25.11.2019, 15:26 Uhr

Feuerwehr Wilsum zu Gast in der NDR1 Plattenküche

Die Freiwilligen Feuerwehrleute besuchten Moderator Michael Thürnau und sprachen über ihre Arbeit bei der Feuerwehr, das Nikolausknobeln und das Verhältnis zu den niederländischen Nachbarn.

Michael Thürnau begrüßt Warse Garbert, Jörg Gerritzen und Ingo Marding (von links). Foto: NDR

Michael Thürnau begrüßt Warse Garbert, Jörg Gerritzen und Ingo Marding (von links). Foto: NDR

Viel zu erzählen gab es in der Sendung „Plattenkiste“ bei NDR 1 Niedersachsen.
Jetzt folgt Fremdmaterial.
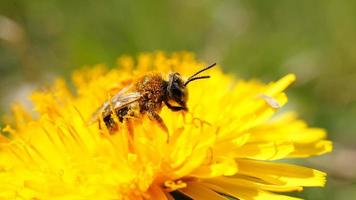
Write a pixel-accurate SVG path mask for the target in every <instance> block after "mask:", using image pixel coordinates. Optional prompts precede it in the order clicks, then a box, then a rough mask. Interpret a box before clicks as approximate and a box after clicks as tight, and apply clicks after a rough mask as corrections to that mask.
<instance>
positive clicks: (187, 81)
mask: <svg viewBox="0 0 356 200" xmlns="http://www.w3.org/2000/svg"><path fill="white" fill-rule="evenodd" d="M206 78H210V76H198V77H194V78H190V79H188V80H187V81H186V82H185V83H184V86H187V85H188V83H190V82H192V81H195V80H198V79H206Z"/></svg>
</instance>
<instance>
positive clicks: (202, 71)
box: [187, 63, 216, 82]
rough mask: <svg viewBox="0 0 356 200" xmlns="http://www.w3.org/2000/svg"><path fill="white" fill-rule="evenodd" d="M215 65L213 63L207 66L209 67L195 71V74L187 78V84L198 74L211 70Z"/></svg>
mask: <svg viewBox="0 0 356 200" xmlns="http://www.w3.org/2000/svg"><path fill="white" fill-rule="evenodd" d="M215 65H216V63H213V64H211V65H209V66H207V67H205V68H203V69H201V70H199V71H197V72H196V73H195V74H193V75H192V76H190V77H189V78H188V80H187V82H190V80H191V79H193V78H194V77H195V76H196V75H198V74H200V73H202V72H204V71H206V70H208V69H210V68H213V67H214V66H215Z"/></svg>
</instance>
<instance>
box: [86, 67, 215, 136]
mask: <svg viewBox="0 0 356 200" xmlns="http://www.w3.org/2000/svg"><path fill="white" fill-rule="evenodd" d="M215 65H216V63H213V64H211V65H209V66H207V67H205V68H203V69H201V70H199V71H198V72H196V73H195V74H193V75H192V76H190V77H189V78H188V79H187V80H185V81H184V80H183V78H182V77H181V75H180V74H179V73H177V72H173V73H170V74H169V80H168V81H167V80H164V79H163V78H162V75H161V74H160V73H148V74H146V75H143V76H142V77H140V78H138V79H137V81H136V82H135V83H132V84H130V85H129V86H127V87H125V88H124V89H122V90H120V91H119V92H118V93H116V94H115V95H114V96H113V97H112V98H111V99H110V100H108V101H106V102H105V103H104V104H102V106H100V107H99V108H98V109H97V111H96V112H95V113H94V114H93V115H92V118H91V119H90V121H89V123H90V124H91V123H94V122H95V121H99V128H101V125H100V123H101V122H100V121H103V122H104V123H105V126H106V127H107V129H108V130H109V132H110V133H113V132H115V131H116V130H117V129H118V122H121V123H122V122H124V121H125V122H126V124H127V125H128V129H129V131H130V132H132V125H131V123H130V119H132V118H139V117H140V116H143V115H147V116H148V118H149V119H150V120H152V121H154V122H156V123H157V124H158V125H159V127H160V128H161V129H163V130H164V131H165V132H167V133H168V128H167V126H166V125H165V123H164V121H163V119H162V118H161V117H160V116H159V114H158V113H159V112H160V111H161V109H162V107H163V103H164V105H166V106H167V107H168V108H169V109H170V110H172V111H175V112H177V111H188V108H187V100H188V90H187V85H188V84H189V83H190V82H192V81H195V80H199V79H207V78H210V76H198V75H199V74H200V73H202V72H204V71H206V70H208V69H210V68H212V67H214V66H215ZM114 115H115V116H114ZM100 119H102V120H100ZM115 119H116V120H115Z"/></svg>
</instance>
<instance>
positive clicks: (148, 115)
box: [148, 112, 169, 141]
mask: <svg viewBox="0 0 356 200" xmlns="http://www.w3.org/2000/svg"><path fill="white" fill-rule="evenodd" d="M148 118H150V120H153V121H156V122H157V124H158V125H159V127H160V128H161V129H162V130H163V131H164V132H166V133H167V136H169V135H168V128H167V126H166V124H165V123H164V121H163V119H162V118H161V117H160V116H159V115H158V114H157V113H155V112H148ZM167 141H168V140H167Z"/></svg>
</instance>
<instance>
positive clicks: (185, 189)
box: [180, 183, 226, 200]
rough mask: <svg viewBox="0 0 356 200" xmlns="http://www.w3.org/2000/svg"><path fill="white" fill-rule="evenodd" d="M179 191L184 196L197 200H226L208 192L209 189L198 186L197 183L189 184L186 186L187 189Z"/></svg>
mask: <svg viewBox="0 0 356 200" xmlns="http://www.w3.org/2000/svg"><path fill="white" fill-rule="evenodd" d="M180 191H181V192H182V193H184V194H185V195H187V196H189V197H191V198H193V199H197V200H203V199H209V200H226V198H225V197H223V196H221V195H219V194H218V193H216V192H214V191H212V190H210V189H209V188H206V187H204V186H202V185H200V184H199V183H190V184H188V186H187V188H184V189H182V190H180Z"/></svg>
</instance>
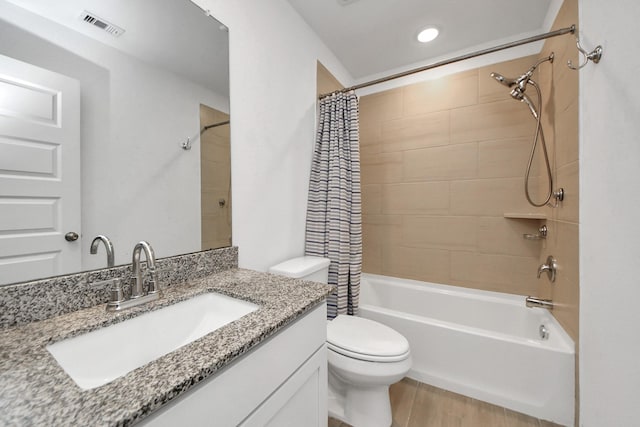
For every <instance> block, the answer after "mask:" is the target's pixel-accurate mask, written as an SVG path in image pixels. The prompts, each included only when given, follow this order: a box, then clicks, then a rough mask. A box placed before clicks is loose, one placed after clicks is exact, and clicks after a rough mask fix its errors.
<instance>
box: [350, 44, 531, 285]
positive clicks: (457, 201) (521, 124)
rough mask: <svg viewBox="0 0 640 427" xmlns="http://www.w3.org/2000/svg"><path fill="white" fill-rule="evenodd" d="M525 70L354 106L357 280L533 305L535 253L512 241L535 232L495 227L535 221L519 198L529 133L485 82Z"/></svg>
mask: <svg viewBox="0 0 640 427" xmlns="http://www.w3.org/2000/svg"><path fill="white" fill-rule="evenodd" d="M534 62H535V57H525V58H520V59H517V60H513V61H508V62H503V63H499V64H495V65H492V66H490V67H483V68H479V69H474V70H470V71H465V72H461V73H458V74H454V75H450V76H447V77H443V78H440V79H437V80H432V81H426V82H423V83H418V84H412V85H408V86H404V87H400V88H396V89H392V90H389V91H385V92H380V93H376V94H372V95H368V96H364V97H362V98H361V103H360V132H361V150H362V152H361V154H362V158H361V161H362V193H363V198H362V199H363V230H364V249H363V251H364V254H363V255H364V260H363V268H364V271H365V272H368V273H377V274H384V275H390V276H396V277H404V278H410V279H417V280H424V281H429V282H436V283H444V284H451V285H457V286H464V287H472V288H478V289H486V290H492V291H500V292H507V293H513V294H520V295H525V294H526V295H536V294H537V291H538V280H537V279H536V270H537V267H538V263H539V258H540V253H541V248H542V243H541V241H533V240H525V239H523V234H524V233H529V234H533V233H536V230H537V228H538V227H539V225H540V224H539V223H538V221H536V220H529V219H509V218H505V213H532V212H536V210H535V209H532V208H531V207H529V206H528V204H527V202H526V200H525V198H524V195H523V191H522V179H523V178H522V177H523V174H524V169H525V166H526V162H527V159H528V155H529V150H530V147H531V137H532V135H533V132H534V130H535V122H534V120H533V119H532V117H531V115H530V113H529V111H528V109H527V108H526V106H525V105H523V104H520V103H518V102H516V101H514V100H513V99H511V98H510V96H509V90H508V89H507V88H506V87H504V86H502V85H499V84H497V83H496V82H495V81H494V80H493V79H492V78H491V77H490V76H489V74H490V73H491V72H492V71H496V72H499V73H501V74H504V75H506V76H517V75H520V74H522V73H523V72H524V71H525V70H527V69H528V68H529V67H530V66H531V65H532V64H533V63H534ZM536 166H538V165H537V164H536ZM537 170H538V168H537V167H536V168H534V171H533V176H534V178H533V181H532V187H533V188H532V189H533V190H534V194H537V193H536V192H535V190H536V187H537V184H538V181H537V179H536V175H537ZM538 198H539V197H538Z"/></svg>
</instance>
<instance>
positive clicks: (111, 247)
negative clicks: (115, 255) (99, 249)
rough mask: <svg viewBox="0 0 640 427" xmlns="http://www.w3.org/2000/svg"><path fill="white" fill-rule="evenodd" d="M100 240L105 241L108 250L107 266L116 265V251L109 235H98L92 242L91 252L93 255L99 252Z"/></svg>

Am 25. November zwischen 12 und 13 Uhr unterhielten sich Warse Garbert, Jörg Gerritzen und Ingo Marding mit Moderator Michael Thürnau über die Arbeit der Freiwilligen Feuerwehr Wilsum.

Ortsbrandmeister Jörg Gerritzen freut sich besonders über das neue Feuerwehrhaus, in das sie Anfang März gezogen sind. Dazu gab es einen Tag der offenen Tür, um der Gemeinde das neue Haus vorstellen zu können. Derzeit sind 47 Aktive bei der Feuerwehr, Nachwuchsprobleme kennt er noch nicht. Gern würde er neben den Männern auch Frauen gewinnen. Junge Männer melden sich immer wieder bei der Freiwilligen Feuerwehr. Eine Jugendfeuerwehr gibt es nicht in Wilsum. Wer beginnt, macht eine Art „Schnupperjahr“ mit, dann beginnen die Lehrgänge. Die Ausstattung ist gut, generell passt es, betont er, auch wenn manchmal durchaus ein altes Fahrzeug schneller ersetzt werden könnte. Ein Leben ohne Feuerwehr kann sich Jörg Gerritzen gar nicht vorstellen. Seine Familie ist eingebunden. Einmal in der Woche laufen die Sirenen noch zum Probe-Alarm.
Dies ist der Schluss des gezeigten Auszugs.